At the start, I sat in on the meetings for the snacks and socializing; joined the AIDS Walk Washington DC because it was a Saturday with my friends; and attended various LGBT rallies (and even spoke about what it means to be a youth ‘straight ally’) with very little understanding of LGBT issues. Over time, as you’ve probably guessed, I did genuinely begin to care about equality and LGBT rights. What had started in pursuit of a crush (no, I never did end up dating the boy; though we are friends on Facebook to this day and he is still an active figure in fighting for LGBT rights) and in teenage defiance of my parents’ more traditional beliefs became my first encounter with advocacy and, perhaps, my first venture into contributing positively to this world. Or at least starting to think about it.
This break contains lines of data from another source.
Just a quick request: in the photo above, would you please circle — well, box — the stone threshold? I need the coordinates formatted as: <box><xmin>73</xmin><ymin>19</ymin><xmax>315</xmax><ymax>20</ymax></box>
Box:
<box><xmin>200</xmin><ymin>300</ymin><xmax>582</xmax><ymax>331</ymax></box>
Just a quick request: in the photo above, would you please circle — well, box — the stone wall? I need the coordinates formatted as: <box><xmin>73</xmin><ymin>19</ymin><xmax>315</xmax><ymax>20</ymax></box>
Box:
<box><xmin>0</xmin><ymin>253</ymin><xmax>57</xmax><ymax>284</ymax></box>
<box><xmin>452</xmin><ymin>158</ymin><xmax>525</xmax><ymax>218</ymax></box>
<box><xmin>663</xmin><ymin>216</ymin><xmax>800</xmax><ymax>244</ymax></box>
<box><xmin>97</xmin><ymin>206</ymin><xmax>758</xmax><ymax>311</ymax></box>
Thus, no, it wasn’t any formal school program or requirements that made me want to become a more responsible, active global citizen. Of course, saying that it started with a crush is an oversimplification. My family’s humble background, immigrant work ethic, and growing up bicultural certainly all contributed to who I am today and where my values lie. And since my failed crush in high school, other powerful experiences including typical liberal arts university activities and clubs (Take Back the Night, anyone?) and the privilege of living and working abroad have continued to push me to be an active global citizen for good.
At this point in writing, I have to pause for a moment and reflect on my reflecting (oh yeah, I’m that kind of teacher). Am I tooting my own horn? Am I suggesting that my journey has made me the ideal global citizen? No, and no. I’m simply trying to understand what got me here … so that I can start to think about how to get students to their own ‘here.’ Again ‘here’ being a place where (s)he lives and contributes positively to our globe, which looks very different for each of us. So, then …
What role does education have in creating global citizens who will help, not harm, our world?
An important, but not exclusive, role.
My short answer for now, as this post has taken me the better half of a beautiful day to write, is that because education shapes minds, builds skills and develops attitudes, we’d better do our part to make sure that the minds, skills and attitudes of the young people who experience education with us become forces for good in this world rather than harm.
Especially for us international school educators working with the some of most privileged youth in the world, we must recognize that the choices and actions of our students have a disproportionately large impact on our global community, and as such we have an incredible opportunity — and responsibility — to contribute to developing their global citizenship. This David Orr quote has always haunted me:
“The destruction of the planet is not the work of ignorant people. Rather it is largely the result of work by people with BAs, BScs, LLBs, MBAs and PhDs.”
Though education is not the sole contributing factor, or even in most cases the most important contributing factor, to global citizenship (thanks, unrequited crush), we must, within our sphere of influence as educators, do as much as we can, how we can, and when we can, to develop the people who will make our world a better place.
Thanks to these educators for getting me thinking so deeply I had to blog again. More entries soon, I hope. I have far more questions I need to ask and a lot more thinking to do.